La première explication que j’avance est la suivante : beaucoup d’entreprises ont encore des comportements au recrutement vexants, décourageants. Les jeunes que j’accompagne ont suivi des formations de qualité, bien ciblées. Ils ont une solide envie de s’investir. Il leur manque les clés pour accéder au marché du travail, clés que je les aide à acquérir.
Or quel que soit le secteur professionnel, presque tous galèrent vraiment pendant de longs mois. Ils doivent faire face aux innombrables courriers sans réponse, entretiens dont on ne leur dit pas la suite, refus d’expliquer les réponses négatives. La première image qu’ils ont de l’entreprise est souvent exécrable
On a l’impression que toutes les personnes chargées de recrutement n’ont pas encore compris que les choses avaient changé. « De toute façon, il y en a 10 derrière la porte ! » : ce genre de réaction, c’est terminé. Les bons candidats ont plus d’opportunités qu’avant, et il faut donc mieux les traiter. Et rapidement si possible. Je me souviens de Nadia, candidate brillante en gestion financière, qui a passé des mois d’entretiens exigeants dans une grande entreprise qu’elle voulait fortement intégrer. Elle a reçu au final une réponse positive, mais … deux mois après qu’elle ait intégré un autre emploi. Non, décidément, certains n’ont pas encore compris.
Une fois recruté quel est leur vécu ? Il y a bien sûr de bonnes surprises, de « bonnes » entreprises, mais combien de fois je revois les jeunes dépités, plus ou moins obligés de quitter un emploi qu’ils apprécient, parce que leur hiérarchie a des comportements impossibles. Ils n’en dorment plus. Je dois leur remonter le moral, et repartir avec eux à l’assaut du marché du travail…
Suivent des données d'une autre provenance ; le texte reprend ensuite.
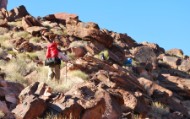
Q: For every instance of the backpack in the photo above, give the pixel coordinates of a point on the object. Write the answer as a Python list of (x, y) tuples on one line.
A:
[(52, 61)]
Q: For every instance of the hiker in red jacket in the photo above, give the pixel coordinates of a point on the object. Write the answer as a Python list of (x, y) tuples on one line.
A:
[(52, 59), (3, 4), (53, 55)]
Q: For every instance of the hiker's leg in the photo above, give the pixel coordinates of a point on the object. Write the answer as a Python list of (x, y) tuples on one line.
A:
[(57, 72), (50, 73)]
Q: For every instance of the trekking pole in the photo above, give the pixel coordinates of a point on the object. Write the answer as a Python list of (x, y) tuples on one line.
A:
[(66, 72)]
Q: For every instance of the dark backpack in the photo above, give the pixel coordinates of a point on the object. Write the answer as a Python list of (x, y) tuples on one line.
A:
[(52, 61)]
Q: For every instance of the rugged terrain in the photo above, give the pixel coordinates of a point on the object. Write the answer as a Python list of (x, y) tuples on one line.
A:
[(155, 86)]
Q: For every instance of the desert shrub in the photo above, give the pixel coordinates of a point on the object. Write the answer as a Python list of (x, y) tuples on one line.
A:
[(158, 110), (71, 56), (17, 24), (18, 68), (105, 53), (78, 73), (22, 34), (3, 30), (57, 31), (78, 44), (1, 114), (35, 39), (56, 116)]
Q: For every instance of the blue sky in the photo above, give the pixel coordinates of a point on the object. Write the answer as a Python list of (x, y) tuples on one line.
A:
[(165, 22)]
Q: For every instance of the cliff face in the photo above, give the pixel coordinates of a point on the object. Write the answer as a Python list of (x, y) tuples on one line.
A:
[(155, 85)]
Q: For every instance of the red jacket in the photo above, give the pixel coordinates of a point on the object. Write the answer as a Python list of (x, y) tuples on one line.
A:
[(52, 50)]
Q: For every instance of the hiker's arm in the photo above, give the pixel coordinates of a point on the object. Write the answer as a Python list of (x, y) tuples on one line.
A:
[(45, 38), (63, 57)]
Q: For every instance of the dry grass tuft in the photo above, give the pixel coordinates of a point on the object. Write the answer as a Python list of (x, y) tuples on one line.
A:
[(158, 110)]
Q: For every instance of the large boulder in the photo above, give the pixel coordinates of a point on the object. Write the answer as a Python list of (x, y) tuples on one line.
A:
[(156, 48), (3, 23), (88, 31), (173, 62), (123, 40), (29, 21), (175, 52), (61, 17), (31, 108), (17, 13), (144, 54), (185, 66)]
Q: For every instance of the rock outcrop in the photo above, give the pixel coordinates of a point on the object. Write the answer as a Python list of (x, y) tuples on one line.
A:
[(155, 85)]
L’accélération des changements et des réorganisations a souvent fait sauter les processus de gestion intelligente des personnes. En particulier, dans beaucoup d’entreprises les process qui avaient été mis en place pour la gestion des parcours et des compétences des cadres.
Ils supposaient une forme de continuité dans la durée et dans l’actionnariat qui souvent a disparu. Quand on réorganise tous les 2 ou 3 ans, pas le temps de finasser sur la gestion des potentiels. Pour les postes importants, on vise plus souvent directement la chasse de tête.
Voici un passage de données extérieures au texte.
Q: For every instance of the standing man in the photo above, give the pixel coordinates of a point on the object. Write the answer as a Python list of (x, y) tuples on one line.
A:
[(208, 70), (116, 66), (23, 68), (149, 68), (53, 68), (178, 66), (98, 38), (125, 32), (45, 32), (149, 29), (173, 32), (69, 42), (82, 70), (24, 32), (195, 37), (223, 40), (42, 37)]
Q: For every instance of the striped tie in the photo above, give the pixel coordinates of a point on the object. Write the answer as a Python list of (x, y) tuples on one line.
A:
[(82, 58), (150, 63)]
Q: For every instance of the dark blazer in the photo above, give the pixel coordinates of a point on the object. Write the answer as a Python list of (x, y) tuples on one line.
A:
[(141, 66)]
Les repositionnements internes sont appris par les intéressés quelques jours ou quelques semaines avant.
Sur la gestion du changement, des entreprises s’étaient professionnalisées. Avaient intégré des méthodologies, pour que les choses se passent bien. Les nouveaux actionnaires se fichent désormais de tout cela, qui prend du temps. Il faut des décisions rapides, le DG décide. On observe ainsi dans tout un pan du monde du travail une vraie dégradation de la gestion des ressources humaines et la gestion du changement.
Cette dégradation a un coût. Telle filiale ainsi maltraitée d’un grand groupe français a été revendue dernièrement deux ans après avec une décote de 200 millions. Personne n’en sera sanctionné, je pense.
On ne sera pas surpris que cette « ambiance » générale ne favorise pas la qualité du management au quotidien, c’est ce que les jeunes recrues comprennent vite. Le message théorique parle de marque employeur, de potentiel humain. La pratique réelle, c’est souvent une course un peu affolée vers les résultats financiers, avec des managers largement laissés à eux-mêmes.
Il y a une révolution à faire, que certaines entreprises ont faite, alors que d’autres n’y sont pas encore. Elles ont pris du retard, et il est urgent qu’elles bougent. Certaines ont même dégradé leur rapport aux candidats et jeunes salariés, ce qui est fâcheux pour leur attractivité. Mais cette mauvaise image rejaillit aussi sur les grandes entreprises en général. Le coût à terme de cette dégradation pour les entreprises concernées (turnover, postes clé non pourvus), mais aussi pour la société, est très élevé. Il serait temps de réagir, et au-delà des formules faussement consensuelles sur l’attractivité, la marque employeur, etc, de remettre au centre la qualité du management, et le respect des personnes.